NOTE T – LIMITED PARTNERSHIP
In early 1998, a subsidiary of the Company purchased the 20 percent limited partner interests of outside investors in a consolidated subsidiary, Chemtech
Royalty Associates L.P., for a fair value of $210 million in accordance with wind-up provisions in the partnership agreement. The limited partnership was
renamed Chemtech II L.P. (“Chemtech II”). In June 1998, the Company contributed assets with an aggregate fair value of $783 million (through a wholly
owned subsidiary) to Chemtech II and an outside investor acquired a limited partner interest in Chemtech II totaling 20 percent in exchange for $200 million. In
September 2000, the Company contributed additional assets with an aggregate fair value of $18 million (through a wholly owned subsidiary) to Chemtech II.

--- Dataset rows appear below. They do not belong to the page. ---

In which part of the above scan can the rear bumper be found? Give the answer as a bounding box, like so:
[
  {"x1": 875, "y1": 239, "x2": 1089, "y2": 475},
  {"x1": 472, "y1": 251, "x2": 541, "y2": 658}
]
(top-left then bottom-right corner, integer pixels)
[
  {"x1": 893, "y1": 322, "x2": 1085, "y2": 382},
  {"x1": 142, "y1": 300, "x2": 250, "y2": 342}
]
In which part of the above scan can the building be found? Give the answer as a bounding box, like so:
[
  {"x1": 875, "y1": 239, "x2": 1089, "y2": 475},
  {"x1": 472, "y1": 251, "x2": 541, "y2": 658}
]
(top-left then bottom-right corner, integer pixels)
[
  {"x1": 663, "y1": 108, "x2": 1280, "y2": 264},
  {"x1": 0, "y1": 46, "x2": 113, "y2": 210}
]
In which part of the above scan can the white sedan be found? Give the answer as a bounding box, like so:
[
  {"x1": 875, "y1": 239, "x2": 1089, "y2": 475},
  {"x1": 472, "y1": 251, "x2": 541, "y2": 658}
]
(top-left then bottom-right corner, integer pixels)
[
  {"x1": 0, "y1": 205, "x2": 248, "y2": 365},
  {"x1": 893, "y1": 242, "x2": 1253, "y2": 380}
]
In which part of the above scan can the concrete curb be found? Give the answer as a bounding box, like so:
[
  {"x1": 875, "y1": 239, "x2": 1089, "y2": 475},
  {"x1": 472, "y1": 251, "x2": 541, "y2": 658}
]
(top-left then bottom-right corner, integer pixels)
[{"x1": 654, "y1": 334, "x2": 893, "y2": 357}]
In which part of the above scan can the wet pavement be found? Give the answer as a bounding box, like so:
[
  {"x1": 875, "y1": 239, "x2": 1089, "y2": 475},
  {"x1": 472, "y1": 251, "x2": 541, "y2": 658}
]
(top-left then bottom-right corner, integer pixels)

During the second quarter of 2008, the minority outside investor presented the Company with a liquidation notice, resulting in Dow’s election to purchase the
outside investor’s share in the partnership for $200 million. The transaction was completed in the second quarter of 2008.
Prior to the sale of its interest, the outside investor in Chemtech II received a cumulative annual priority return on its investment and participated in
residual earnings. For financial reporting purposes, the assets (other than intercompany loans, which were eliminated), liabilities, results of operations and
cash flows of the partnership and subsidiaries were included in the Company’s consolidated financial statements, and the outside investor’s limited partner
interest was included in “Noncontrolling interests” in the consolidated balance sheets.
NOTE U – PREFERRED SECURITIES OF SUBSIDIARIES
The following transactions were entered into for the purpose of providing diversified sources of funds to the Company.
In July 1999, Tornado Finance V.O.F., a former consolidated foreign subsidiary of the Company, issued $500 million of preferred securities in the form
of preferred partnership units. The units provided a distribution of 7.965 percent, could be redeemed in 2009 or thereafter, and could be called at any time by
the subsidiary. On June 4, 2009, the preferred partner notified Tornado Finance V.O.F. that the preferred partnership units would be redeemed in full on
July 9, 2009, as permitted by the terms of the partnership agreement. On July 9, 2009, the preferred partnership units and accrued dividends were redeemed
for a total of $520 million. Upon redemption, Tornado Finance V.O.F. was dissolved. The preferred partnership units were previously classified as “Preferred
Securities of Subsidiaries” in the consolidated balance sheets. The distributions were included in “Net income attributable to noncontrolling interests” in the
consolidated statements of income.
In September 2001, Hobbes Capital S.A. (“Hobbes”), a former consolidated foreign subsidiary of the Company, issued $500 million of preferred
securities in the form of equity certificates. The certificates provided a floating rate of return (which could be reinvested) based on LIBOR. During the third
quarter of 2008, the other partner of Hobbes redeemed its $674 million ownership in Hobbes. The minority ownership was redeemed in a non-cash transaction
in exchange for a three-year note payable with a floating rate based on LIBOR. Prior to redemption, the equity certificates of $500 million were classified as
“Preferred Securities of Subsidiaries” and the reinvested preferred returns were included in “Noncontrolling interests” in the consolidated balance sheets. The
preferred return was included in “Net income attributable to noncontrolling interests” in the consolidated statements of income.